Can you spot any seasonality, cyclicity and
trend?
What do you learn about the series?
What can you say about the seasonal patterns?
Can you identify any unusual years?
“Total Private” Employed from us_employment:
There does not seem to be an obvious cyclicity or seasonality in this
time series, the gg_lag shows that each month almost overlap as they
consistently increase. However, looking closely at gg_season, there is a
very slight increase over the summer months every year, this shows that
there might be seasonality here. The overall trend appears to be upward,
a positive linear relationship between time and us_employment from
January 1939 to June 2019 for the private sector. From the series, it
looks like the US employment will continue to increase at a predictable
rate unless an event occurs that affects the economy, as I assume
COVID-19 did if we had data from those years. I would say an unusual
year for this time series was around 2009 from autoplot where we see
there was actually a very large decrease in employment which could be
due to the recession during that time in the US.

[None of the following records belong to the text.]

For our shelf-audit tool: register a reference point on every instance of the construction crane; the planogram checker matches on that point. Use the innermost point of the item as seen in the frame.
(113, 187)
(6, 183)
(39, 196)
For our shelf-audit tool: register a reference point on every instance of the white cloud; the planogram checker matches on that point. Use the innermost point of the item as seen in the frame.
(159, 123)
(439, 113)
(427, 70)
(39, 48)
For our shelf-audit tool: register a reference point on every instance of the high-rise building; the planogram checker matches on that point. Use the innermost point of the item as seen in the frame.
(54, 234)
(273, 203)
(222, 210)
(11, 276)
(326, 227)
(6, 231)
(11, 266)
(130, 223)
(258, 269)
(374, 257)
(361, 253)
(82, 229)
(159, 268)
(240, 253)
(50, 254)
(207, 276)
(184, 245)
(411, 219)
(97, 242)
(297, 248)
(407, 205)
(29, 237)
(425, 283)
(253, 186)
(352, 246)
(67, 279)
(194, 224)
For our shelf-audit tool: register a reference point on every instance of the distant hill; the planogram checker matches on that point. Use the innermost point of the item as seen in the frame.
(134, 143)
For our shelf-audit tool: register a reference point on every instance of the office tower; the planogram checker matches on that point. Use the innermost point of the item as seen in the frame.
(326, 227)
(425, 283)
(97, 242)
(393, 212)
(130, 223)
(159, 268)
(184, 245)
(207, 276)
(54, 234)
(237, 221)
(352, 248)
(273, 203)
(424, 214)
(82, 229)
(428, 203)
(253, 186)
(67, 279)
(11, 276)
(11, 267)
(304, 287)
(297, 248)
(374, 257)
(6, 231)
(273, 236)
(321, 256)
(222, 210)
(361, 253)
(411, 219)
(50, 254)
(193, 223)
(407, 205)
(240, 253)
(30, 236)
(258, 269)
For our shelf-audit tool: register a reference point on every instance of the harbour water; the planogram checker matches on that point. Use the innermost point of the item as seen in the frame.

Bricks from aus_production:
There does seem to be some seasonality here for Australian brick
production, where Q1 (Jan-Mar) has a lot less brick production than Q2
(Apr-June) and especially Q3 (Jul-Sept). Then we start to see a decrease
again towards Q4 (Oct-Dec) - which is very apparent in gg_season for
almost every year. The overall trend looks like there was first an
upward trend then a downward trend. There was an increase in brick
production from the late 1950s to the 1980s, except for a large dip in
the mid-1970s. Then we see a decreasing trend with little peaks in
between continuing to the 2000s. From plotting this series, it does not
seem to be entirely predictable but there is seasonality which seems to
be somewhat consistent. It seems like 1983 was an unusual year, since we
see a significant drop in brick production, from my research since I did
not know much about Australia, it looks like their economy was suffering
during this time.
Hare from pelt:
The first thing I noticed from the pelt data is that because it is
annual, we actually cannot determine seasonality since we cannot see how
the number of Hare traded would behave in different seasons. However,
there does seem to be a cyclicity pattern as we look at autoplot, and
see intervals of peaks and dips throughout the years (1845-1935) of
Snowshoe Hare pelt trading. The trend seems to be this cycle of
increasing and decreasing, and from the entire series, while we see
cyclicity, it would be a little difficult to predict since the number of
pelts traded peaks and dips at different amounts in each cycle. An
unusual year was in the 1860s where we saw a dramatic increase in
Snowshoe Hare pelt trading.
“H02” Cost from PBS:
For PBS, I further filitered “concession” and “type” in the dataset to
use gg_lag. I ended up plotting the only ones with data, which was
co-payments for both concessions. There definitely seems to be a
seasonality, especially for “General - Safety Net”, “Concessional -
Safety Net” and “Concessional’ - Co-payments.” For “General - Safety
Net” and “Concessional - Safety Net,” the beginning of the year starts
off with Medicare prescription costs that were higher and then slowly
starts to decrease with very low costs during the Spring. Then the costs
start to pick up again increasing towards the rest of the year.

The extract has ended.